This is called feature engineering: Transforming raw inputs into a form that makes the relationship easier for the model to capture. We got our raw temperature measurements, we looked at the data, and we created a feature vector X that is a realization of \(T^0, T^1, T^2, T^3\). This is very common in ML tasks. Sometimes, this task is straightforward, after inspecting the features and the targets/outputs.

What we got here? Let’s take a look.

X_train.shape, X_test.shape

((16, 4), (5, 4))

y_train.shape, y_test.shape

((16,), (5,))

Let’s look at a plot that shows which points were “randomly” selected as training/test.

plt.plot(X_train[:, 2], y_train, 'ro',
         X_test[:, 2], y_test, 'bs')
plt.xlabel('Temperature (C)')
plt.ylabel('Pressure (atm)')
plt.legend(['train', 'test'])

<matplotlib.legend.Legend at 0x30964f620>

_images/f6f38f76da10fb0d5d680b4191413bf954c2e1ed0c67fa2b528d6ce32353652e.png

You will have the same thing since we used the same random seed. If you change it to a different value, you will have a different set of points.

Let’s now train our linear regression model. In scikit-learn, this is avery simple task, thanks to its consistent and robust syntax:

from sklearn import linear_model
model = linear_model.LinearRegression()

model.fit(X_train, y_train)
model.coef_

array([-4.03111876e-05,  1.48141559e-02, -7.18950227e-02,  0.00000000e+00])

Let’s take a look at our model predictions, the training data and the test data.

plt.plot(T, P, 'k-',
         X_train[:, 2], model.predict(X_train), 'ro',
         X_test[:, 2], model.predict(X_test), 'bs')
plt.xlabel('Temperature (C)')
plt.ylabel('Pressure (atm)')
plt.legend(['data', 'train', 'test'])

<matplotlib.legend.Legend at 0x30a2c1bd0>

_images/6567c09cecf5134a0ef85418932f5cdedc7bbfae5fc04b1b6fd6b08b1aa29b75.png

what about the metrics regarding how good the model is? model.score!

model.score(X_train, y_train)

0.9999974771711627

Note that this is merely a polynomial model, so you should not use it for extrapolation. Although it was fitted using a library that implies machine learning was employed, there are no physical principles incorporated into this model. It shows incorrect behavior at both low and very high temperatures:

Tex = np.linspace(-50, 300)
Xex = np.array([Tex**3, Tex**2, Tex, Tex**0]).T

plt.plot(T, P, 'ko',
         Xex[:, 2], model.predict(Xex), 'r-')
plt.xlabel('Temperature (C)')
plt.ylabel('Pressure (atm)')
plt.legend(['data', 'train', 'test'])

<matplotlib.legend.Legend at 0x30a93d950>

_images/8f12faad4bf233a34e8026713ae8d05d7a67a36a6acc9385d0c013d0c82837f2.png

Within the data range, it is a reasonable estimation. Let’s take a look at the residual errors.

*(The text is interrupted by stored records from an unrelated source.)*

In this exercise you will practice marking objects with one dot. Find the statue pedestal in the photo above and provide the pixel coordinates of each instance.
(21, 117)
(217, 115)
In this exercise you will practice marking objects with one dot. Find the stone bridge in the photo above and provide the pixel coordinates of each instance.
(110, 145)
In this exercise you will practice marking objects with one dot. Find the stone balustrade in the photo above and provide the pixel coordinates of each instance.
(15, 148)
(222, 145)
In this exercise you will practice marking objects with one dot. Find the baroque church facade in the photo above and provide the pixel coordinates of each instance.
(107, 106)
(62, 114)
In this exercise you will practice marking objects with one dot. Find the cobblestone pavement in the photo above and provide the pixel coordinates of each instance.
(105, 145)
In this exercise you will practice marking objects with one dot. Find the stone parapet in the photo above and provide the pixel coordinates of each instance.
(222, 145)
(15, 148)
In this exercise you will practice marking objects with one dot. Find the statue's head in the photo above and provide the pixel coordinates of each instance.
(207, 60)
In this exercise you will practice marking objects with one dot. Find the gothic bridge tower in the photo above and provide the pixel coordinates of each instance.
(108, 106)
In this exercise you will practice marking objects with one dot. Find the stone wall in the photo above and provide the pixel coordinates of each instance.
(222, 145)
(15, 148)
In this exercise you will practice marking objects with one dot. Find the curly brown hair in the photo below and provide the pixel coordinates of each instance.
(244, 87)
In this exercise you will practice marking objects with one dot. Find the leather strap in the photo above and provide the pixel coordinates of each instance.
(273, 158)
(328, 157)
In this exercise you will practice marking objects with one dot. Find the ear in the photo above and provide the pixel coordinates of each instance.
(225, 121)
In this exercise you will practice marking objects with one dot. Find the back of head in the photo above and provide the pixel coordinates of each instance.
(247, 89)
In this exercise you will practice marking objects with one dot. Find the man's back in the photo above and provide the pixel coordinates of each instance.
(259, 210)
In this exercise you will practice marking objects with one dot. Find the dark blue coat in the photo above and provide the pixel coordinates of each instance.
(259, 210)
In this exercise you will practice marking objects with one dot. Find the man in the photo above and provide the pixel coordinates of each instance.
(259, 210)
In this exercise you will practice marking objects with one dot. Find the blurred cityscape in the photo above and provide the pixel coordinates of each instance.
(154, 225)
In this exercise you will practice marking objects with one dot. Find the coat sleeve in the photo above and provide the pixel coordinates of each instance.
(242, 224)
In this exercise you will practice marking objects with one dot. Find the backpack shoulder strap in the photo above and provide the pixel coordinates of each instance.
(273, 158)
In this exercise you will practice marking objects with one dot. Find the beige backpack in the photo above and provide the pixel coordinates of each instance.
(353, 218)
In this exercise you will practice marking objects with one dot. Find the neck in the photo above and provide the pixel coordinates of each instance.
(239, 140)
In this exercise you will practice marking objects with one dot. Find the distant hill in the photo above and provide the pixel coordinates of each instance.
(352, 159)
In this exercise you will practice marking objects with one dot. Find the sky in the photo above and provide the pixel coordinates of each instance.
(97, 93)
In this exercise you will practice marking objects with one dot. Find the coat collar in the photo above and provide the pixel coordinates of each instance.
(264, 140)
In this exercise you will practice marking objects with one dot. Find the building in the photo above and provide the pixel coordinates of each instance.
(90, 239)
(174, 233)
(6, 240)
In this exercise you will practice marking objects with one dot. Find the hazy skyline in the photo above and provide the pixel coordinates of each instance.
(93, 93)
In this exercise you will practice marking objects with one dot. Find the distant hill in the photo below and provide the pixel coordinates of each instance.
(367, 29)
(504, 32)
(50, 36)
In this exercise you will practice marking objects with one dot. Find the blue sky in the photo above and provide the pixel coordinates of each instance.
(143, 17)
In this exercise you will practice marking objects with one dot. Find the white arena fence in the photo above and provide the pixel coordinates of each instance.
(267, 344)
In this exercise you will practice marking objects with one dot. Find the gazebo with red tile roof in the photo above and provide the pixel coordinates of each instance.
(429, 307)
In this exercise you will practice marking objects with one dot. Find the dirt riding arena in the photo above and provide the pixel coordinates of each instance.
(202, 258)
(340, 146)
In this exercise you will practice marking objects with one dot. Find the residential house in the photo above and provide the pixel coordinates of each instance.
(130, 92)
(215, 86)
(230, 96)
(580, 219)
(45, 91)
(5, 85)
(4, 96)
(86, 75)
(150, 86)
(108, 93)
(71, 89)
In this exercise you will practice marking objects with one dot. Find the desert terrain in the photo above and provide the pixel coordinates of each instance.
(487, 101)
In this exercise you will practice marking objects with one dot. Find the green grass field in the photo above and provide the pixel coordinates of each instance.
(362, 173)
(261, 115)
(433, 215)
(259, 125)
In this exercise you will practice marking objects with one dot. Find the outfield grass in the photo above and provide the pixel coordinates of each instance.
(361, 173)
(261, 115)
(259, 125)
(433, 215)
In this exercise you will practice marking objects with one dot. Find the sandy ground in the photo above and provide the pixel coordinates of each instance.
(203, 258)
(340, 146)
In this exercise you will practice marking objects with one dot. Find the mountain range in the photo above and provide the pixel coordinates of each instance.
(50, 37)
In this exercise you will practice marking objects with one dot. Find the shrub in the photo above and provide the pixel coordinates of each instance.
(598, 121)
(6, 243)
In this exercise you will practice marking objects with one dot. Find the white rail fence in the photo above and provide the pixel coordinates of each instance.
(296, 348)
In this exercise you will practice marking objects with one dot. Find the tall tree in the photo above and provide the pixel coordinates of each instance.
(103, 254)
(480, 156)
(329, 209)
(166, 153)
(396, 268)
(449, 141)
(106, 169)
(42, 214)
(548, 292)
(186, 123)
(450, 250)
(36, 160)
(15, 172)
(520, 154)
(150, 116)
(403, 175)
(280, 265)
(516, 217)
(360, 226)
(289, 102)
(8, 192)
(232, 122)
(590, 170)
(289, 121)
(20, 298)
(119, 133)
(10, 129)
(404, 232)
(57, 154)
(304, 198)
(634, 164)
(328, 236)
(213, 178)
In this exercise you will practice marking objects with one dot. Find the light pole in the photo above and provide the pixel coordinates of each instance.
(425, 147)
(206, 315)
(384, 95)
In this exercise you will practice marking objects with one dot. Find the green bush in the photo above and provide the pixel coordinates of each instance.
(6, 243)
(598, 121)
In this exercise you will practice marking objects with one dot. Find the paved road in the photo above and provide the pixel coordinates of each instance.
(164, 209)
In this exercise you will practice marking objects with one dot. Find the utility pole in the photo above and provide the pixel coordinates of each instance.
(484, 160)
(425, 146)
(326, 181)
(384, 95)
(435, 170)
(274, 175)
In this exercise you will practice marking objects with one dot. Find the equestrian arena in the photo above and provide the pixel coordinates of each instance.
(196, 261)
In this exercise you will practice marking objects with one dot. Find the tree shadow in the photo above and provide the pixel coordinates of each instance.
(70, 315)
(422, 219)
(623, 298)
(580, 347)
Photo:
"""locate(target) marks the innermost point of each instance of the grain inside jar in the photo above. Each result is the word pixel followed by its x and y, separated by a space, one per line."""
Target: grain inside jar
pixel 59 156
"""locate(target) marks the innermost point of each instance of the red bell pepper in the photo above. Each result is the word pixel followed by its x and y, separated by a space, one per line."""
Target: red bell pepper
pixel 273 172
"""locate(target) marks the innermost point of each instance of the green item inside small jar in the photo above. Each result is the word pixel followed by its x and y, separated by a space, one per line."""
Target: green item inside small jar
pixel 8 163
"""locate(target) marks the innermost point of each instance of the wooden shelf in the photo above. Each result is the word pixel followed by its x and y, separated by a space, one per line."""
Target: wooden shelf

plt.plot(X_train[:, 2], y_train - model.predict(X_train), 'ro',
         X_test[:, 2], y_test - model.predict(X_test), 'bs')
plt.xlabel('Temperature (C)')
plt.ylabel('residuals')
plt.legend(['train', 'test'])

<matplotlib.legend.Legend at 0x30a9d1d10>

_images/799d8a52a2bf48a5f94a737d897a56683a910781f36c18db92688bc474ea228f.png

Where is the training here? When we call .fit in scikit-learn, for the linear regression model, it is solving the least squares problem for you. Depending on the model we are training in sklearn, it will have a different optimization problem/curve fitting.

Regularization#

Up to now, we’ve seen how to fit models by minimizing the sum of squared errors between predictions and data.
But a few important questions remain:

Which inputs (features) should we be using?
How do we eliminate unnecessary or unhelpful inputs?

When we manually choose which columns go into our model, that’s feature engineering.
Sometimes, we don’t know in advance which features are useful. One approach is to create a library of candidate features (e.g., polynomial expansions) and then let the model decide which ones matter.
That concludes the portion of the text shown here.